Cependant, après quelques jours d’acclimatations – étonnement – ce désordre urbain se révèle assez efficace. L’omniprésence du danger accroit la vigilance de tous les usagers, tout comme l’utilisation systématique de l’avertisseur sonore, servant ici davantage comme un moyen d’annoncer sa présence que pour signaler un danger imminent. Une journaliste britannique en Chine exprime ainsi son expérience : « Après quelques semaines passées à m’habituer au trafic, je me suis rendue compte que ce chaos est un chaos qui fonctionne » (« And after a few weeks of getting used to the traffic, I discovered that the chaos is a functioning chaos.« ). La signalisation devient alors quasiment transparente ; la règle cède la place à l’humain, la ségrégation devient cohabitation. Paradoxalement, alors que les rues chinoises favorisent dans leur aménagement une stricte séparation des modes (motorisés au centre, cycles sur les côtés, piétons sur le trottoir), dans leur pratique, les usages se mélangent et débordent allégrement la place qui leur est allouée.

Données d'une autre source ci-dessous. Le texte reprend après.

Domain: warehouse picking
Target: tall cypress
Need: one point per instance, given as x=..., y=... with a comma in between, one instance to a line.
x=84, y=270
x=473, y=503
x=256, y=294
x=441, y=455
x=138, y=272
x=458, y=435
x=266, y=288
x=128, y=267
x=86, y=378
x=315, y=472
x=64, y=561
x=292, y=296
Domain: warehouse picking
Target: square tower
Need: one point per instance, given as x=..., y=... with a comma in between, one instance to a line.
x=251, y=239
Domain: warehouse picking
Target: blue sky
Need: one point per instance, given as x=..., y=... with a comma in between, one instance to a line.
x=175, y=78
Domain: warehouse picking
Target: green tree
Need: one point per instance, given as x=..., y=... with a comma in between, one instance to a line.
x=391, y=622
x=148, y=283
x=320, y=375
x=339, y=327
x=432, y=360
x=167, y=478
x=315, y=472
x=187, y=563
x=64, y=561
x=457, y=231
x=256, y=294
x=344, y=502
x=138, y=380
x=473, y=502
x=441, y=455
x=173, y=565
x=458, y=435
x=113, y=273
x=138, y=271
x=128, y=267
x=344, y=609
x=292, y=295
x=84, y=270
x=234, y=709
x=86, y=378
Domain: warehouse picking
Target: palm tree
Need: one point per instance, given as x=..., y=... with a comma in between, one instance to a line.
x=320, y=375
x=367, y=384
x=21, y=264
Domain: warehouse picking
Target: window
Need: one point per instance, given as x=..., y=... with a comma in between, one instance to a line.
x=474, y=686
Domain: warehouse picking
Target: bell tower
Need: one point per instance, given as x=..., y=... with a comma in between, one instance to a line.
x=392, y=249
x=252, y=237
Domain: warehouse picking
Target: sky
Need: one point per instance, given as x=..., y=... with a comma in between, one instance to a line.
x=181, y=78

Alors, rebelles, les chinois ? 😉

Notes

[1] La réhabilitation de l’habitat traditionnel par des populations riches (gentrification) semble toutefois être à l’œuvre dans les plus grandes villes, mais son importance demeure marginale. Beijing, notamment, a amorcé dans certains quartiers un travail de renouvellement urbain « à l’européenne », qui diffère du modèle développementaliste en s’appuyant davantage sur l’existant, la concertation et le marketing urbain (Tianqiao, par exemple, qui mise sur l’héritage historique des arts du spectacle dans cette zone http://www.architectmagazine.com/project-gallery/beijing-tianqiao-performing-arts-district-master-plan-6278 ).

[2] Les vélos en libre service sans station sont arrivés en France cette année, sous la marque de l’entreprise franco-hong-kongaise « GoBeeBike ». Les leader de ce marché, en Chine, sont Ofo et Mobike.